Now, to insert a unique record,
sql='INSERT IGNORE INTO book (title,author,isbn) VALUES (%s, %s, %s)'
cursor.execute(sql,[title,author,isbn])
If (title,author) are unique, the triplet (title,author,isbn) is inserted into the book table.
If (title,author) are not unique, then the INSERT command is ignored.
Note, the second argument to cursor.execute. Passing arguments this way helps prevent SQL injection.
This doesn't answer your question since it's for Postgresql rather than MySQL, but I figured I'd drop it in for people searching their way here.
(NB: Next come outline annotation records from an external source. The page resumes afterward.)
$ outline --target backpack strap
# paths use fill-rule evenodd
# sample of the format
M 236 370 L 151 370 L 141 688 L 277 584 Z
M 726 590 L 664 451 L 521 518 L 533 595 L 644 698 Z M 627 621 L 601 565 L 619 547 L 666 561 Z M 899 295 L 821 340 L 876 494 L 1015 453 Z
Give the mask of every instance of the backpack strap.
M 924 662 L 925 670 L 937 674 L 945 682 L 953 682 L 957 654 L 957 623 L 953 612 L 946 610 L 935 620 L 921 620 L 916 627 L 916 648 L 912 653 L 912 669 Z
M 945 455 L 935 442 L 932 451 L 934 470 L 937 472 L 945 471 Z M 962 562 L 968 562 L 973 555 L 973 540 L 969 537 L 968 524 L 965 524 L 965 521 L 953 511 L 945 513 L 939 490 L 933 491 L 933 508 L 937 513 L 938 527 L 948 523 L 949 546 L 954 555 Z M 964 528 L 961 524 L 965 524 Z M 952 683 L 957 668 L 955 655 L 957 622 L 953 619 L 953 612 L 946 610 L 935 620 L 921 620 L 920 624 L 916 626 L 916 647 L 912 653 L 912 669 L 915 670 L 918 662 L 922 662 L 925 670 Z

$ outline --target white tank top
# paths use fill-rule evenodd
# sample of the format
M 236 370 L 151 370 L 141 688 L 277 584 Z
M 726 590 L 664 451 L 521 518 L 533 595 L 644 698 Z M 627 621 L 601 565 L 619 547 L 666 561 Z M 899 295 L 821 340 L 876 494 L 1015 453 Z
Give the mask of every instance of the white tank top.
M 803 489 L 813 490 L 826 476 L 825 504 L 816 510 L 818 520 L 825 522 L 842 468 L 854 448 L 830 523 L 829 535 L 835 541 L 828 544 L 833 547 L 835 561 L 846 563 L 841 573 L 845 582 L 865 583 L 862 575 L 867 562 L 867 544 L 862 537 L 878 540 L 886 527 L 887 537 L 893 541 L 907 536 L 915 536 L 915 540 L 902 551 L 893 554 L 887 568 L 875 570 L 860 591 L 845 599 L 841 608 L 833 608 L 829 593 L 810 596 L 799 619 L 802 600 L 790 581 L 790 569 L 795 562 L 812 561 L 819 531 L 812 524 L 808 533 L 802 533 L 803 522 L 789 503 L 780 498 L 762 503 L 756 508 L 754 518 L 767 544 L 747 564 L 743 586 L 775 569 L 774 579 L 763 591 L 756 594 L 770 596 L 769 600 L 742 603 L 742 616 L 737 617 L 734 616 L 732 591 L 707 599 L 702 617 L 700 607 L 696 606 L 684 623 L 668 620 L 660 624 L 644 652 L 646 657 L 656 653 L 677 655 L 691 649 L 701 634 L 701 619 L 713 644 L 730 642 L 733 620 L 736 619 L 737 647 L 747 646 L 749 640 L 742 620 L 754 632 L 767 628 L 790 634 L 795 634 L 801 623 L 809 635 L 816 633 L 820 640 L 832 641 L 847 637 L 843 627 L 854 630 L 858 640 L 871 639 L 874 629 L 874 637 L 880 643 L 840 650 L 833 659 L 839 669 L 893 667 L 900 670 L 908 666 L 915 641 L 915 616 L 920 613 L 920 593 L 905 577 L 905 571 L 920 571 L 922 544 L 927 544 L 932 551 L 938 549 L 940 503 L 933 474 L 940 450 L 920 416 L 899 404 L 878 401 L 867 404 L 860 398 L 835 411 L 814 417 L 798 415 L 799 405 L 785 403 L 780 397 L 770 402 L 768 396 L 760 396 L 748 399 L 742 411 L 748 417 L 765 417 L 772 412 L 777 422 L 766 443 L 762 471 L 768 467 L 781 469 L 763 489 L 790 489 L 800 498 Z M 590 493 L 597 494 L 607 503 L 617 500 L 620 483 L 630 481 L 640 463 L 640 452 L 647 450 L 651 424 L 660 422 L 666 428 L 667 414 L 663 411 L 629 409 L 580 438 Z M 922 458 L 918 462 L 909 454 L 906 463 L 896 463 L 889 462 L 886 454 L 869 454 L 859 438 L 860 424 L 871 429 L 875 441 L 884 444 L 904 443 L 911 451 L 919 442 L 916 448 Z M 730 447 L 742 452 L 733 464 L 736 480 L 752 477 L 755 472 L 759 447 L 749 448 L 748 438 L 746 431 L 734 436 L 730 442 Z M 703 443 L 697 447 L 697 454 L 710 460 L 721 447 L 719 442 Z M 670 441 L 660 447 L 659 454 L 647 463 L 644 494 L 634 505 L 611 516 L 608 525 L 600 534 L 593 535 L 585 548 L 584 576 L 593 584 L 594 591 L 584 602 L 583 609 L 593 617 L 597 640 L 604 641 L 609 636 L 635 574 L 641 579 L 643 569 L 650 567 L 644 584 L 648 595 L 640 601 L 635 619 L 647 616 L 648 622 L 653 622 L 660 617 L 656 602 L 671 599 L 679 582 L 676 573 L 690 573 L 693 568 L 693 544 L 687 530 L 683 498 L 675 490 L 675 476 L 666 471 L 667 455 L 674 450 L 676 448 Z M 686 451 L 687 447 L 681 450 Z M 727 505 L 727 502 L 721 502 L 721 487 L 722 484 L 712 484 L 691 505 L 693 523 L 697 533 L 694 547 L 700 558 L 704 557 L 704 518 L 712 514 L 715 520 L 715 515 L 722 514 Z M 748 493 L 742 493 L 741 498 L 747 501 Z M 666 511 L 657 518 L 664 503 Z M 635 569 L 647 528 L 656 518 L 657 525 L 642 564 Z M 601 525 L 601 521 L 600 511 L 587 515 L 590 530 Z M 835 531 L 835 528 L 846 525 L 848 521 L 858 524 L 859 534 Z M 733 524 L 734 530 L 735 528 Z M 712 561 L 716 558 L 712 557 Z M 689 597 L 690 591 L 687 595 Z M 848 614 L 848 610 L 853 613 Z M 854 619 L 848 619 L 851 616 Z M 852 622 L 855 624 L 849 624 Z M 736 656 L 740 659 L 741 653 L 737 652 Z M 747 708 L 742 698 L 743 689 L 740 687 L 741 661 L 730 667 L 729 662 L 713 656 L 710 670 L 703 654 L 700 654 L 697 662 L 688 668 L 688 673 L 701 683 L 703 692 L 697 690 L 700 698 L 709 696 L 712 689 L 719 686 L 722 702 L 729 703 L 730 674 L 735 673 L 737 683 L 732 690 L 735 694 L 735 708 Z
In Postgres, you can batch insert items if they don't exist:
CREATE TABLE book (title TEXT, author TEXT, isbn TEXT);
# Create a row of test data:
INSERT INTO book (title,author,isbn) VALUES ('a', 'b', 'c');
# Do the real batch insert:
INSERT INTO book
SELECT add.* FROM (VALUES
('a', 'b', 'c'),
('d', 'e', 'f'),
('g', 'h', 'i'),
) AS add (title, author, isbn)
LEFT JOIN book ON (book.title = add.title)
WHERE book.title IS NULL;
This is pretty simple. It selects the new rows as if they're a table, then left joins them against the existing data. The rows that don't already exist will join against a NULL row; we then filter out the ones that already exist (where book.title isn't NULL). This is extremely fast: it takes only a single database transaction to do a large batch of inserts, and lets the database backend do a bulk join, which it's very good at.
By the way, you really need to stop formatting your SQL queries directly (unless you really have to and really know what you're doing, which you don't here). Use query substitution, eg. cur.execute("SELECT * FROM table WHERE title=? and isbn=?", (title, isbn)).